There are two, relatively convenient ways to withdraw US Dollars from a bank in Monrovia: writing a check to yourself or wiring money to a local account from a bank in the US. This afternoon, I chose the former of the two and found myself carrying an uncomfortable amount of cash as I exited International Bank onto Broad Street.
One of four commercial banks in Liberia, IB was located within an UNMIL held area during the war, and has been active throughout the past 15 years of turmoil. This was also the case with the other four, commercial banks in Liberia, as well as the state owned Central Bank. International Bank sits across from the Executive Compound and Palm Hotel (and Chinese Restaurant). It is an American owned bank that acts as an intermediary for those wiring funds from abroad and cashes personal checks. At the teller wind charged me $18 for an “import tax,” which he explained was necessary because International Bank must import American Dollars. Though I hesitated at this explanation, the local accountant I was with assured me this was commonplace – and, more importantly, a lesser fee than I would have paid to wire the money.

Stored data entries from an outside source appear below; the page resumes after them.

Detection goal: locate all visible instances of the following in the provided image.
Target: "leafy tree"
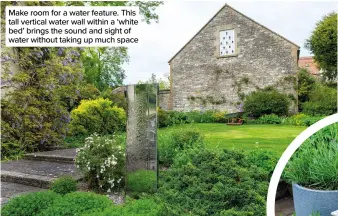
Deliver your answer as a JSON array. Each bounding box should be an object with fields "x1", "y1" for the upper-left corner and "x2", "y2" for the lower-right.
[
  {"x1": 79, "y1": 1, "x2": 163, "y2": 90},
  {"x1": 305, "y1": 12, "x2": 337, "y2": 81},
  {"x1": 297, "y1": 68, "x2": 316, "y2": 111},
  {"x1": 81, "y1": 47, "x2": 128, "y2": 91},
  {"x1": 302, "y1": 84, "x2": 337, "y2": 116}
]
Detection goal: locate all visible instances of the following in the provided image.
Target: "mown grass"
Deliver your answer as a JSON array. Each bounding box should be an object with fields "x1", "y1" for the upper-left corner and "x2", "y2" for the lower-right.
[{"x1": 160, "y1": 123, "x2": 306, "y2": 155}]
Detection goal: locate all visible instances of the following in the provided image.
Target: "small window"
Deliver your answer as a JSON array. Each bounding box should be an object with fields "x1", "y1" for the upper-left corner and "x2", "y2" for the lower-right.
[{"x1": 219, "y1": 29, "x2": 235, "y2": 56}]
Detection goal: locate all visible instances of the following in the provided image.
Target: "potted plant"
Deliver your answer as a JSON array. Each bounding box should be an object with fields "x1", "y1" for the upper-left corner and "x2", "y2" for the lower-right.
[{"x1": 284, "y1": 123, "x2": 338, "y2": 216}]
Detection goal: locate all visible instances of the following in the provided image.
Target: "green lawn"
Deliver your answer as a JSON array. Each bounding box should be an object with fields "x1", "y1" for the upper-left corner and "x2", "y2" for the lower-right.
[{"x1": 160, "y1": 123, "x2": 306, "y2": 155}]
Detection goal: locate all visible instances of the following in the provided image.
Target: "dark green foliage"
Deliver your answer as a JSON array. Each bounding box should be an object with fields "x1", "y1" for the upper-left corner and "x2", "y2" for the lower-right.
[
  {"x1": 243, "y1": 89, "x2": 290, "y2": 117},
  {"x1": 37, "y1": 192, "x2": 112, "y2": 216},
  {"x1": 302, "y1": 84, "x2": 337, "y2": 116},
  {"x1": 1, "y1": 140, "x2": 26, "y2": 161},
  {"x1": 245, "y1": 149, "x2": 279, "y2": 177},
  {"x1": 297, "y1": 69, "x2": 316, "y2": 111},
  {"x1": 305, "y1": 12, "x2": 337, "y2": 80},
  {"x1": 158, "y1": 148, "x2": 268, "y2": 215},
  {"x1": 284, "y1": 123, "x2": 338, "y2": 190},
  {"x1": 66, "y1": 83, "x2": 101, "y2": 112},
  {"x1": 101, "y1": 89, "x2": 128, "y2": 112},
  {"x1": 127, "y1": 170, "x2": 156, "y2": 198},
  {"x1": 158, "y1": 129, "x2": 205, "y2": 167},
  {"x1": 63, "y1": 134, "x2": 87, "y2": 148},
  {"x1": 158, "y1": 108, "x2": 228, "y2": 128},
  {"x1": 1, "y1": 191, "x2": 163, "y2": 216},
  {"x1": 256, "y1": 114, "x2": 282, "y2": 124},
  {"x1": 50, "y1": 176, "x2": 77, "y2": 195},
  {"x1": 78, "y1": 83, "x2": 101, "y2": 101},
  {"x1": 84, "y1": 198, "x2": 163, "y2": 216},
  {"x1": 1, "y1": 191, "x2": 61, "y2": 216},
  {"x1": 247, "y1": 113, "x2": 323, "y2": 126},
  {"x1": 69, "y1": 98, "x2": 126, "y2": 136}
]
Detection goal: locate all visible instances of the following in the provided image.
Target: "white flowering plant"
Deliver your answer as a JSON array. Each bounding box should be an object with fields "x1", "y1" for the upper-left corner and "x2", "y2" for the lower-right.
[{"x1": 75, "y1": 133, "x2": 125, "y2": 193}]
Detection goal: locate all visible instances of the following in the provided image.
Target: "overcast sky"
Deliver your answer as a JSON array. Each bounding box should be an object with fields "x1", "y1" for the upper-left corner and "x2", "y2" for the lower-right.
[{"x1": 123, "y1": 1, "x2": 338, "y2": 84}]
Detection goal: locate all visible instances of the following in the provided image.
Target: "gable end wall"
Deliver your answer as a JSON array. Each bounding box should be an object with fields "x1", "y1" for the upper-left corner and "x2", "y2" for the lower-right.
[{"x1": 169, "y1": 5, "x2": 299, "y2": 113}]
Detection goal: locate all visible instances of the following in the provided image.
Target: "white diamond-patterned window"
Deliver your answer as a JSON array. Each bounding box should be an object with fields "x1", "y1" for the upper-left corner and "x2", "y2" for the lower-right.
[{"x1": 219, "y1": 29, "x2": 235, "y2": 56}]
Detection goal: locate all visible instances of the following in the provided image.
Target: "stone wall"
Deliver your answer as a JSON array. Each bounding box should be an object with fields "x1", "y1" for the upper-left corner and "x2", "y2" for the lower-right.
[
  {"x1": 158, "y1": 89, "x2": 170, "y2": 110},
  {"x1": 169, "y1": 4, "x2": 299, "y2": 113}
]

My experience, on whole, was perfectly smooth. For most locals, however, this is generally not the case. In a recent conversation I learned that applying for a loan is a prohibitively complicated process. Take for instance, the process of property appraisal at the Liberian Bank of Development and Investment.
The Liberian Bank of Development and Investment (LBDI) is the largest Liberian run bank in the country. According to one Liberian friend, to have his property valued as leverage to take out a loan, the speculation process would take (“easily”) over a year. Furthermore, the bank would take the property at face value – meaning they would value an acre at the current price of an acre, rather than granting the owner a loan that would enable them to build on that acre. I am, admittedly, unfamiliar with the speculation process, and therefore unsure as to how common of a practice this is. I’ll do a bit of research on the topic, but I’m more than interested to hear any comments on this subject from anyone reading. Regardless, my friend attested to the fact that the process would be far easier and more lucrative for a Lebanese businessman or other international.
It will be interesting to follow LBDI transactions over the course of the year – or perhaps open an account to get a more intimate perspective.